There are several guesses as to reasons behind this decline despite the growth of the population:
- Voter displacement – Latinos were hit hard by the foreclosure crisis, many had to move to different states, which may have impacted their voter registration;
- The Latino population is younger in general – young people vote less often than the older age groups and are less likely to hold citizenship than other groups. About a third of Latinos in the country are in the 18 to 29 age group;
- Almost half of the potential voters live in uncontested states – Latinos live in states that are either solid red like Texas, or solid blue like California and they believe that they will not be able to make an impact; and
- Economic recession, as well as dimmed political enthusiasm.
However, Latinos stand to play a key role in swing states. Two battleground states, Florida and South Carolina, have already published information that shows an increase in Latino voter registration from 2008. As the report points out, that may be due to an increase in the Latino populations of both states. In those states among Latino eligible voters, 58% are of Mexican origin, 14% are of Puerto Rican origin, 6% are of Cuban origin and 22% are of Central American, South American or other Hispanic origin, according to the Pew Hispanic analysis.”

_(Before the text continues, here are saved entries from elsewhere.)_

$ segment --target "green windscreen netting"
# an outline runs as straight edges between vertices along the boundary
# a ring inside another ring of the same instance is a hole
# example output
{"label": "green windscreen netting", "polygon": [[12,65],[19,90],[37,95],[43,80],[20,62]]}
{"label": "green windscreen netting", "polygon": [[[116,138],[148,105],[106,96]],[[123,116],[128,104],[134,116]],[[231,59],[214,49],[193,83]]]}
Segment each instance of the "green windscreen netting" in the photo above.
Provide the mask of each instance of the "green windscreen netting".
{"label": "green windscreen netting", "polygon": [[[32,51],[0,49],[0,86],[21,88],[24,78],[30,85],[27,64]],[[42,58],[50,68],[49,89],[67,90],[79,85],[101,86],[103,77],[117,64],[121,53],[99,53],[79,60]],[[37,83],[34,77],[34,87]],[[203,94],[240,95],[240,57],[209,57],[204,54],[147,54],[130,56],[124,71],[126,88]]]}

The report also notes that, “This differs from the overall Hispanic origin distribution of the general U.S. Hispanic population in which some 64% are of Mexican origin, 9% are Puerto Rican and 5% are Cuban origin.” While the overall numbers might be disappointing, Latino voter registration is up in hotly contested states like Florida, where the presidential race could be decided. It comes as a surprise to not see higher voter registration overall, given that one of the major issues in this year’s election is immigration reform.